Brisbane's heritage-listed Princess Theatre up for sale

Brisbane's heritage-listed Princess Theatre up for sale
Brisbane's heritage-listed Princess Theatre up for sale

The Brisbane heritage-listed Princess Theatre in Woolloongabba is up for sale through Knight Frank. 

Built in 1888, the Annerley Road property, which was originally built for prominent Brisbane solicitor Phillip Hardgrave, consists of a large two-storey theatre and three retail tenancies on a 1103 sqm block.

The 132-year-old property has been owned by Lifecity Church for the past 13 years, and has hosted other events, including wedding ceremonies, live music, school productions, private and corporate functions, theatre productions, trivia nights and fundraisers. The Princess Theatre has also recently been extensively refurbished, it has undergone recarpeting, repainting, floor polishing, and a new lighting and sound system. 

With Lifecity Church relocating to a more suitable location, the property is being taken to the market by Adam Willmore and Christian Sandstrom of Knight Frank. The expressions of interest campaign for this property closes March 19, 2020. 

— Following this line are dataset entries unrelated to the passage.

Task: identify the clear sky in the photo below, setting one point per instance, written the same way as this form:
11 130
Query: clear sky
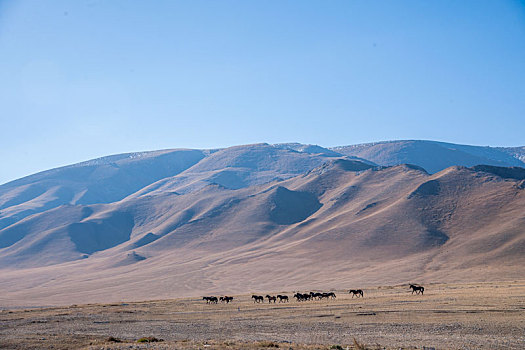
82 79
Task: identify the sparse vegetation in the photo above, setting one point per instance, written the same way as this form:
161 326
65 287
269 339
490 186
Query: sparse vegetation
268 344
149 340
359 346
113 340
374 321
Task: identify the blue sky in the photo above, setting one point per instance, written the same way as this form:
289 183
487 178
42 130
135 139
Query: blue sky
83 79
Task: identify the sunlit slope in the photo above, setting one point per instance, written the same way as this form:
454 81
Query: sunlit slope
342 223
434 156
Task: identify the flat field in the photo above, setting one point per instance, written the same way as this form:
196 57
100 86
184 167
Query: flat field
448 316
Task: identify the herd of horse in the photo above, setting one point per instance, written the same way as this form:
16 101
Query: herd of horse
358 293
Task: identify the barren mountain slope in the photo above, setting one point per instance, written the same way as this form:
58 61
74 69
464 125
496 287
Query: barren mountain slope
113 178
340 224
433 156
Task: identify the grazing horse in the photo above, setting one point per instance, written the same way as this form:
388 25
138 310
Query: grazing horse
210 300
271 298
315 295
417 289
226 299
257 298
283 297
302 297
356 292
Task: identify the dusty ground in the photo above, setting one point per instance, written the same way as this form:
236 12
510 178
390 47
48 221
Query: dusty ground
462 316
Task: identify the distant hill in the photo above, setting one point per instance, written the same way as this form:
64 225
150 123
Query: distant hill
270 227
113 178
434 156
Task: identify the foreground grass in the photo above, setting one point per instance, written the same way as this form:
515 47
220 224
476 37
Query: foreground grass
466 316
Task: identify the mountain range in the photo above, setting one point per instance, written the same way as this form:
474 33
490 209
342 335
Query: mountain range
262 217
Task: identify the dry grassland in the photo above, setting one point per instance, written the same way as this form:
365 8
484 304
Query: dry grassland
459 316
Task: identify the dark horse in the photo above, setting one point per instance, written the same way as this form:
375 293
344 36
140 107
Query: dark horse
283 298
257 298
356 292
226 299
210 300
417 289
271 298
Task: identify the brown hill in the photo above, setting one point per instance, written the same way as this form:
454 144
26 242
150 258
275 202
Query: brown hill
342 224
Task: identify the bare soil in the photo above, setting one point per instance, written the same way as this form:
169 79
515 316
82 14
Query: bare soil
448 316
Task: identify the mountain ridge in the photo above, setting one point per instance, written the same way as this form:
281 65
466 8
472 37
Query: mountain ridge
317 219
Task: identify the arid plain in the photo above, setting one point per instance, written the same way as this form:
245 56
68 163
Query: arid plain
448 316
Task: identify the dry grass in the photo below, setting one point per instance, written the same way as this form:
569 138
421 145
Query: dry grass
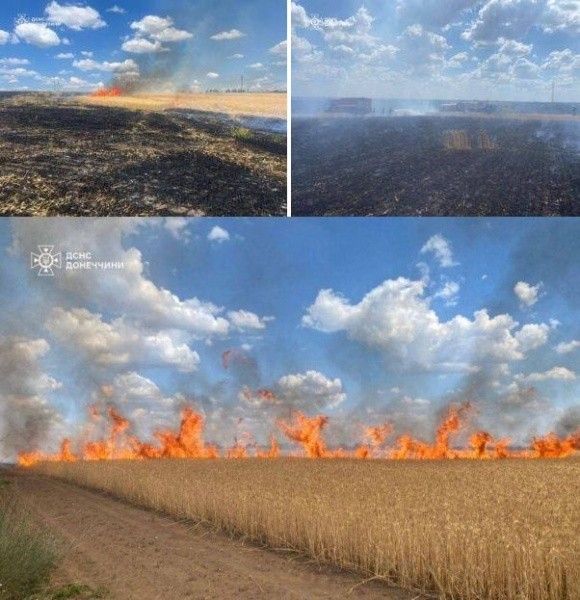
28 555
474 530
259 105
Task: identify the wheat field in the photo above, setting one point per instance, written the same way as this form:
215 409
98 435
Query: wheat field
250 104
456 529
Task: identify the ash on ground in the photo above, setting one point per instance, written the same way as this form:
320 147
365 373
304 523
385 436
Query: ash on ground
58 157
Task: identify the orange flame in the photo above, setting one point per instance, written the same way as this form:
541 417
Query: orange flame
107 92
188 442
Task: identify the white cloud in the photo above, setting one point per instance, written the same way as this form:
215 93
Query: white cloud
509 19
118 342
433 13
422 51
299 16
442 250
178 228
232 34
127 66
279 49
527 294
124 291
160 29
562 15
556 373
564 61
242 320
397 320
37 34
448 293
218 234
142 46
311 391
13 61
74 17
567 347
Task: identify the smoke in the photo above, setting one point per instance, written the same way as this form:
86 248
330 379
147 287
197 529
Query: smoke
26 416
569 422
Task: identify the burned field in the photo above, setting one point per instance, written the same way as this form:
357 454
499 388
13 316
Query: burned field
435 166
59 157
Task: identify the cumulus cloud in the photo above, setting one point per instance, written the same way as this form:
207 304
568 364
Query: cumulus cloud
567 347
422 51
509 19
279 49
527 294
74 17
311 391
558 373
397 320
126 291
5 62
178 228
448 293
143 46
160 29
218 234
118 342
89 64
242 320
232 34
37 34
433 13
441 248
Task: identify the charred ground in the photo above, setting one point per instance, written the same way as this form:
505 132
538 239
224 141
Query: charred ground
435 166
58 157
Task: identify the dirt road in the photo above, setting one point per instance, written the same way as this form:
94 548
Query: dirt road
136 554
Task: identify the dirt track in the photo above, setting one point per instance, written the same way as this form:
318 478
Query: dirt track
136 554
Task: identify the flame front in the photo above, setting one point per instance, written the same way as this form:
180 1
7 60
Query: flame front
304 431
107 92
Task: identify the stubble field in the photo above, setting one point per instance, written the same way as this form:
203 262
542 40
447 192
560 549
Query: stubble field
469 529
436 166
137 157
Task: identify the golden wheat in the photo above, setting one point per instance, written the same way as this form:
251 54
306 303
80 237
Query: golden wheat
462 529
261 105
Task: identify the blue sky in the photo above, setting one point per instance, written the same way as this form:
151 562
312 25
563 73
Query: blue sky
362 320
430 49
159 44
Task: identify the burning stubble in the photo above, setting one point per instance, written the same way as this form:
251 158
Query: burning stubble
307 433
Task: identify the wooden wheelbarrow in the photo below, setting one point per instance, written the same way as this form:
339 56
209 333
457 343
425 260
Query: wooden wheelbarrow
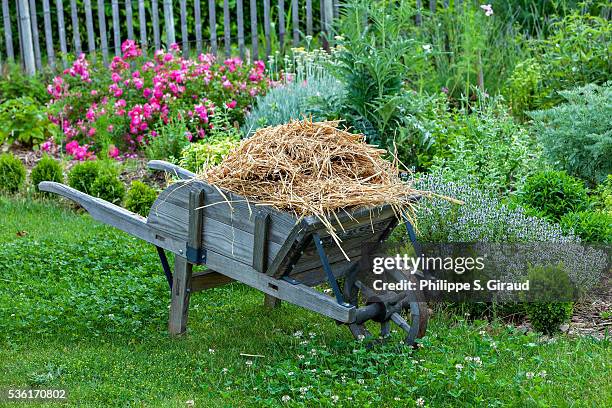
263 248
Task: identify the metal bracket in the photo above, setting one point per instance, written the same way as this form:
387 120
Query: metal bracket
165 265
327 268
196 255
290 280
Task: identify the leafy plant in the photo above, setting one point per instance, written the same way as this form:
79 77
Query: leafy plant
554 194
169 141
109 187
550 281
577 135
197 156
23 120
488 145
12 173
575 53
140 198
590 226
47 169
83 175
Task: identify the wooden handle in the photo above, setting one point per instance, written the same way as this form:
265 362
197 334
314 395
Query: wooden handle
178 171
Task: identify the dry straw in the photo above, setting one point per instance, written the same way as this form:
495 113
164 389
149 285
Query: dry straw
312 168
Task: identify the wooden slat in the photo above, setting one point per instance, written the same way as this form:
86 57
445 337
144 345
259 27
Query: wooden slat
91 39
295 17
240 22
212 21
207 280
267 27
102 27
155 18
260 234
61 27
26 31
254 34
309 17
116 27
169 23
48 33
129 19
8 32
227 39
76 35
184 31
179 303
35 34
142 19
198 22
281 23
300 295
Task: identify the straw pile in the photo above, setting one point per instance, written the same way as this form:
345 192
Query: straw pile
311 168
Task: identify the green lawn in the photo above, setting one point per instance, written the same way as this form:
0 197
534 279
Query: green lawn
83 307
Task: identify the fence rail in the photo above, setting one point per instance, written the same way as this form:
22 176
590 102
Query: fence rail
99 27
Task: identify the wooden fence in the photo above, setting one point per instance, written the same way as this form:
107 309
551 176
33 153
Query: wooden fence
99 31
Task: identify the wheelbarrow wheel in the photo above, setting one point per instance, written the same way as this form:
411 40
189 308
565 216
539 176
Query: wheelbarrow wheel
411 318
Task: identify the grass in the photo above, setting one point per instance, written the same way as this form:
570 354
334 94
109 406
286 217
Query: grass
83 307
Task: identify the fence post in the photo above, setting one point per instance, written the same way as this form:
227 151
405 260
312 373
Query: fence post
61 27
240 21
197 11
169 21
227 29
23 11
254 42
212 21
48 33
184 30
8 33
102 25
76 36
35 35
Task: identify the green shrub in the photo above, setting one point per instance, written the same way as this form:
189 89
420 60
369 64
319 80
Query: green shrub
293 100
83 175
523 89
12 173
577 135
488 145
553 283
603 198
590 226
140 198
15 83
575 53
23 120
196 156
109 187
169 142
554 194
47 169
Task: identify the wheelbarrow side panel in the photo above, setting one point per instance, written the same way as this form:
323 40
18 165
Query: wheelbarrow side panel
228 224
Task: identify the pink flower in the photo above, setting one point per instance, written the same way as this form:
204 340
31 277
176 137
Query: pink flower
488 9
113 152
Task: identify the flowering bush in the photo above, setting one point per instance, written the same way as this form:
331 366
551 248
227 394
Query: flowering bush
119 109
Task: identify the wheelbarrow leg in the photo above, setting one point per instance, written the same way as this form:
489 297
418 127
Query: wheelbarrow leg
270 302
179 302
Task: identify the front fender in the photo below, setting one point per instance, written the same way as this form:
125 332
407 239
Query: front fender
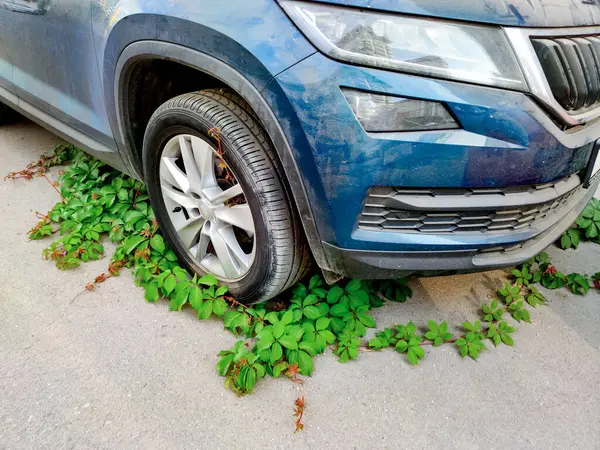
247 68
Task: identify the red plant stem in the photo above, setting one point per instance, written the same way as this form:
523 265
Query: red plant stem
53 187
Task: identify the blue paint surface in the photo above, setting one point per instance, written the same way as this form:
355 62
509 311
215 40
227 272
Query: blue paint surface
62 59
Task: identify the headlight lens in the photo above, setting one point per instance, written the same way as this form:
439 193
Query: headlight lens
452 50
382 113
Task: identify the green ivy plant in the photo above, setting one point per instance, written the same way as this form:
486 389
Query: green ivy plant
99 203
587 227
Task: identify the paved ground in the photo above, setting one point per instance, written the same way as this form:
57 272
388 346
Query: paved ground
109 370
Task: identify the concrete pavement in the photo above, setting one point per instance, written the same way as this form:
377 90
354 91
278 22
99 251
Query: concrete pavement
109 370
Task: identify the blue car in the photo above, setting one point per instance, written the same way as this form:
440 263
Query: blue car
375 138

The 500-person theatre was last sold in 2003 for $950,000, and $451,000 in 1992.

Mr Willmore said the Princess Theatre, which has 20 metres of street frontage to the busy street, "will generate significant buyer interest due to the scarcity factor and its stellar location, situated in the heart of Woolloongabba close to the Mater Hospital and less than two kilometres from the CBD.

"Woolloongabba is benefiting from investments in both public and private sector. The recent urban renewal and new development occurring within the suburb is redefining the suburb as a key southern 'gateway' into the city.

"The property adjoins retail amenity with plenty of parking and is occupied by two retail tenancies on the ground floor including a barber and café, along with a small office space." 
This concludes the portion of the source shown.